— On Comms Design. From London

Do the work, skip the party

I hate writing “life advice” type things but I came across this phrase, “do the work, skip the party” and I thought it was nice.

All my life has been plagued by the annoying “work hard, play hard”, meaning that you did 110% at work and then went out and celebrated 110% more. The reality for me was that I, like, I assume, most people, only have 100% to give. It’s not just common-sense mathematics but also the reality of a normal human being’s abilities. You have been given 100% and to be very honest most medical research tells us that we can barely achieve that without some form of artificial enhancement. So to ask me to give 110 at work and then 110 more after work seems not only idiotic but also a bit like endorsing illegal substance consumption. Work hard, play hard for me has

 always meant having to feel bad about giving excuses for not hanging out with people at work AFTER work. It meant having to justify my extracurricular activities which take me to comic book stores, cooking schools and not the pub after work.

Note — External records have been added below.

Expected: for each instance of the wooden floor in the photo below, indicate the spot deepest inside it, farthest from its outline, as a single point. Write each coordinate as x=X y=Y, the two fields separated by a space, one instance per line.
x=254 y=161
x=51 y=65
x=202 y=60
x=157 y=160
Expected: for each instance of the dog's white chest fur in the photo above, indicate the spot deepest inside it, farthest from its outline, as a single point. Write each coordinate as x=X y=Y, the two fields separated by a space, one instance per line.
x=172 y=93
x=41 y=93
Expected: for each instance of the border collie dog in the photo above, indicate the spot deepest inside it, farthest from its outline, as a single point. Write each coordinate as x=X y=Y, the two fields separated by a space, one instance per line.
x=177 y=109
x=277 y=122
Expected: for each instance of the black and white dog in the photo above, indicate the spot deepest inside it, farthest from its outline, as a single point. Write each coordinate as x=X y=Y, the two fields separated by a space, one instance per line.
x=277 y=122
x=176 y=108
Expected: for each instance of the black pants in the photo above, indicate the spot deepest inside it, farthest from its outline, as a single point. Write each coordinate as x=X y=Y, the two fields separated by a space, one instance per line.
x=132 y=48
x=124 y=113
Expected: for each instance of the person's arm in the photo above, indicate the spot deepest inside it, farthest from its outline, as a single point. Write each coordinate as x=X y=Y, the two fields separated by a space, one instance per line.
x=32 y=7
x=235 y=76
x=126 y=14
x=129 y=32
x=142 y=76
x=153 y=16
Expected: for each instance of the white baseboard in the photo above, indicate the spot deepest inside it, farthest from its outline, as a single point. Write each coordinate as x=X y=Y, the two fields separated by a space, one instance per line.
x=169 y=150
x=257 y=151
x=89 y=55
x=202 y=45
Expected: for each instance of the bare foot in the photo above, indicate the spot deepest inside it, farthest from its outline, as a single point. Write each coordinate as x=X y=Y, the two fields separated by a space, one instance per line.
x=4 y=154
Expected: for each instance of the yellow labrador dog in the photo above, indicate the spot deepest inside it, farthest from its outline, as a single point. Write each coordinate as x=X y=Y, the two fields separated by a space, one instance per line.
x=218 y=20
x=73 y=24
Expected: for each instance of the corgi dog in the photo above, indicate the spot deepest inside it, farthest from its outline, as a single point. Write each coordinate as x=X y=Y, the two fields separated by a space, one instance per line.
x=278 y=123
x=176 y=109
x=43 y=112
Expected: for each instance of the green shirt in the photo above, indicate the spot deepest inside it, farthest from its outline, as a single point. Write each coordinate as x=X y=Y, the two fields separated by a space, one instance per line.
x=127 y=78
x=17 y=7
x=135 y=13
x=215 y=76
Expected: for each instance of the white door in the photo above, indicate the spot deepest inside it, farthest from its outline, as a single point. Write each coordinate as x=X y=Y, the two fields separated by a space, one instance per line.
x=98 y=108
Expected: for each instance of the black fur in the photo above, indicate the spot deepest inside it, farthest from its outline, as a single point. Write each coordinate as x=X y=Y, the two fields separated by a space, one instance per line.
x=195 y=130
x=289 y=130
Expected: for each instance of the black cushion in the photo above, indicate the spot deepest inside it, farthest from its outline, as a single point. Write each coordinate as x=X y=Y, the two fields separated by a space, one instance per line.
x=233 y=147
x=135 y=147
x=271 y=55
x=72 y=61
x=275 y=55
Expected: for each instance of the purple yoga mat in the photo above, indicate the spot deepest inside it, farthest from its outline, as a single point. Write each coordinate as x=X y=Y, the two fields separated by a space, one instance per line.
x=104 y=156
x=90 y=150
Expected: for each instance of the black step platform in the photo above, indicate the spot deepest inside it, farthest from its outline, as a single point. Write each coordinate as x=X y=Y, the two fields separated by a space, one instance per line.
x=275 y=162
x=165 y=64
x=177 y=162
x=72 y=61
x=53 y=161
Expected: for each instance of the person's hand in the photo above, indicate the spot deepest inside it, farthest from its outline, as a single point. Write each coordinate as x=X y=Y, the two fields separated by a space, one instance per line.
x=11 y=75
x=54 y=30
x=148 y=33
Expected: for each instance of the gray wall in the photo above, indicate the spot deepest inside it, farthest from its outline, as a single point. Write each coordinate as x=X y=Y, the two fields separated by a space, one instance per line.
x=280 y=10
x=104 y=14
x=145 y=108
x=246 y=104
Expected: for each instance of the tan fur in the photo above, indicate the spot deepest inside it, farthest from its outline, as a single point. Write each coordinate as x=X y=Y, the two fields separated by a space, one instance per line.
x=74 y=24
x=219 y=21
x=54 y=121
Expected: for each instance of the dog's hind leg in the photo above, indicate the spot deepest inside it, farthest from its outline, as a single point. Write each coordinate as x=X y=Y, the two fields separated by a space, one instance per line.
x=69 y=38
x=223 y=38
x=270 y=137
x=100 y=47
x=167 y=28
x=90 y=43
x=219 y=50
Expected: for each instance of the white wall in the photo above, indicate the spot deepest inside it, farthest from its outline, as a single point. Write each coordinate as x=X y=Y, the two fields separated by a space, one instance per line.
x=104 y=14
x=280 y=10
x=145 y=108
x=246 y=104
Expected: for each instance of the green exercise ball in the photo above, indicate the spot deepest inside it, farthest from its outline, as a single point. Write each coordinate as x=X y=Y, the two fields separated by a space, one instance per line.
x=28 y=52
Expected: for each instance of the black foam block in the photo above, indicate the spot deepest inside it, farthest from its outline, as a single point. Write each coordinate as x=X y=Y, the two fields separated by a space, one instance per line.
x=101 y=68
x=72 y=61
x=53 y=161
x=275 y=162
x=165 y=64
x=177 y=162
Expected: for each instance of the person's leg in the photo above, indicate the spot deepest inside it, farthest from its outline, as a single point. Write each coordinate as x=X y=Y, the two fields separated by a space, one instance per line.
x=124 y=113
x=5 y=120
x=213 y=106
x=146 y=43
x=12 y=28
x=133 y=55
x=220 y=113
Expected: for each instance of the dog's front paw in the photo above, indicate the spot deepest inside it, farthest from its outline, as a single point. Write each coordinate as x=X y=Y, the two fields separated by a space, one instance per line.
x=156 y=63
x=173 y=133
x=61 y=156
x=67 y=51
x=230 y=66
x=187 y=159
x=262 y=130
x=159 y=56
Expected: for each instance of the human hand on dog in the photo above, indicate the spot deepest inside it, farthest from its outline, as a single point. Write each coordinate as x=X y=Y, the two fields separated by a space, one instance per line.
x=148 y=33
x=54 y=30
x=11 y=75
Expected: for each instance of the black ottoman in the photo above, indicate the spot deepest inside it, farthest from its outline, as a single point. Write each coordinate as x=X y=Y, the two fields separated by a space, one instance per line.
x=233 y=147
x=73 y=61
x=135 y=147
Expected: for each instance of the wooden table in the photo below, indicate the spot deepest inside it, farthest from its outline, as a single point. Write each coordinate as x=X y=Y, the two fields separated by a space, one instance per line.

I hate “work hard, play hard”.

That’s why “do the work, skip the party” works for me. I realize that “do the work, skip the party” mostly means that you should not succumb to the hype of premature success and also not take your success too seriously. But for me it means that doing the work to 100% is enough. You then move on to do more stuff. Not work, something else, something that makes you balanced, more interesting, calmer. Work that is its own reward is the best thing I have been able to grow into since I started working almost 15 years ago. Prizes, parties, drinks are all nice but then you realize they are rather superficial and anyone with a large hotel room, a banner and a podium can give awards away. So being really good at what you do is enough. Then you do something else you enjoy. And that’s how your life becomes meaningful and purposeful. The fun is just a quality of that.